Hashem’s response in both places turns Moshe’s logic on its head. Rabbeinu Nissim (in his Derashot HaRan) explains Hashem’s initial answer that Hashem is looking for a sincere leader, not a sweet talker. Lest the Egyptians or even the Jewish nation feel that the Jews only managed to emerge from Egyptian bondage due to the diplomatic capabilities of their leader, Hashem preferred sending someone who lacked that persona. Essentially, this understanding indicates that Hashem had told Moshe that things he viewed as a limitation were, in fact, the greatest asset for him to be the Divine agent for redemption.

Yet, Moshe’s argument in this week’s parashah is not about the impediment per say, but about what brought it about. Hashem declares that despite his upbringing, Moshe shares the lineage of Aharon his brother, and his DNA is a Levite. Secondly, growing up in the palace of the king might actually be the ticket to his success. He is an individual who grew up without a slave mentality, and therefore, he found no difficulty standing up to the evils he witnessed around him after leaving the palace. His natural instinct had remained alongside his love for his people, and when seeing no one willing to defend the Jews he would do so even if it would cost him his life. 
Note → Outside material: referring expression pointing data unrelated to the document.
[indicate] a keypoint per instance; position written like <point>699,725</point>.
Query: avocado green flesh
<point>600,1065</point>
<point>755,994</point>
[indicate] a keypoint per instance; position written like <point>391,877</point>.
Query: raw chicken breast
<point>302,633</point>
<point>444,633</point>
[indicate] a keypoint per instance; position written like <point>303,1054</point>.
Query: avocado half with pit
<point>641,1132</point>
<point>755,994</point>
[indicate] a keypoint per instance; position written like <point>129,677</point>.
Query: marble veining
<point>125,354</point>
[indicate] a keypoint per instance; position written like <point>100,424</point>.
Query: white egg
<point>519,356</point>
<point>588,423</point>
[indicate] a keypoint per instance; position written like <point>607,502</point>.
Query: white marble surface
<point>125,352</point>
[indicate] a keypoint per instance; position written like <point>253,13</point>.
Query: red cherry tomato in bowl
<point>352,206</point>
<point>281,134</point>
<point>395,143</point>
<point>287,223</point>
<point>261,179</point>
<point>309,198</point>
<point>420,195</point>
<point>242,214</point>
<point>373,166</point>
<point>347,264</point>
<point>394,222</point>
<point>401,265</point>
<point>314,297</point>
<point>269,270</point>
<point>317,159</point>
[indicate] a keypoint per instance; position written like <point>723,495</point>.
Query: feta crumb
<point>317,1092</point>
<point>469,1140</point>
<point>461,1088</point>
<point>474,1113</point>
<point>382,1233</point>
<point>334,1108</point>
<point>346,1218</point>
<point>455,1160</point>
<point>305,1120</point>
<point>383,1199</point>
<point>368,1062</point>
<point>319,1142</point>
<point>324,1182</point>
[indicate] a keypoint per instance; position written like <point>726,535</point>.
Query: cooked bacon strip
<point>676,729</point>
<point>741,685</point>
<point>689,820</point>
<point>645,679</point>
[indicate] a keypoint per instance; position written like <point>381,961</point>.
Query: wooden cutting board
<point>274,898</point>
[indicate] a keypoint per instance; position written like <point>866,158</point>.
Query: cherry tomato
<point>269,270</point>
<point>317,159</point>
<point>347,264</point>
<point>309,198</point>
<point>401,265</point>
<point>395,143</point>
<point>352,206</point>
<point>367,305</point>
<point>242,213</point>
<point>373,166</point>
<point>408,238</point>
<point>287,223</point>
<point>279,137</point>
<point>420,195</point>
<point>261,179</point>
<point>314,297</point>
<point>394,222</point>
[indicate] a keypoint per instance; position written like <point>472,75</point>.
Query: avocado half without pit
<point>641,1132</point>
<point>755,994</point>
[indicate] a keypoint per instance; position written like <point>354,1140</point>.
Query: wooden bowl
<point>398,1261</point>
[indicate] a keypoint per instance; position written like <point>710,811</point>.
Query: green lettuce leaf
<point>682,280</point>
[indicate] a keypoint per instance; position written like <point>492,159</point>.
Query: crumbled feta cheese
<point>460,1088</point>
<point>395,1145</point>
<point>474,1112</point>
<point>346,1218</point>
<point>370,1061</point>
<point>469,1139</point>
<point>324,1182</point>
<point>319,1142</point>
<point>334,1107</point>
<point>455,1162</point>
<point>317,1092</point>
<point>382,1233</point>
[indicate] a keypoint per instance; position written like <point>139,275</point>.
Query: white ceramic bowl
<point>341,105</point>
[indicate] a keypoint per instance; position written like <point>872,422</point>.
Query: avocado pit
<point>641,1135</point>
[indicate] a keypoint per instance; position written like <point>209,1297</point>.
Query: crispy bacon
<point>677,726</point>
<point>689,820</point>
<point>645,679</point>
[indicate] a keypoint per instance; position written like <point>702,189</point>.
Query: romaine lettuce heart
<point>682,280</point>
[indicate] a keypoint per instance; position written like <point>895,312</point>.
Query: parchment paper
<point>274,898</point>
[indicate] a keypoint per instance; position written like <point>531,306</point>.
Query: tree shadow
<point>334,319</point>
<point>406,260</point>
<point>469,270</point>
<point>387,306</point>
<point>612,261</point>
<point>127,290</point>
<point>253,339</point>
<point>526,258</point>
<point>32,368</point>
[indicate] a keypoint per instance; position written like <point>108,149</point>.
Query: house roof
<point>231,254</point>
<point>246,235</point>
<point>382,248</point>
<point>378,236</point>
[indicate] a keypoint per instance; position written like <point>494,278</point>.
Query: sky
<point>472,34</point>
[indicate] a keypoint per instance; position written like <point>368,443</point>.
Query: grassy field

Hashem informs Moshe that your upbringing and even your impediments are not a disability but an expression of what makes you uniquely capable to stand up to Pharoah and facilitate redemption. The Egyptians might have tried to keep you from the crown by placing burning coals in your path, but those burning coals with forever symbolize how your palace upbringing provides you with a background that even your great brother Aharon growing up in the warmth of a Jewish home cannot contend with.

Hashem’s lesson to Moshe is one we might internalize as well. We are often want to think of our limitations and impediments, convinced that they restrict our successes. Yet, Hashem’s answer to Moshe makes it clear: What you view as an impediment is often your greatest asset, and you are uniquely suited to be a prime mover in bringing redemption to the Jewish people and the world.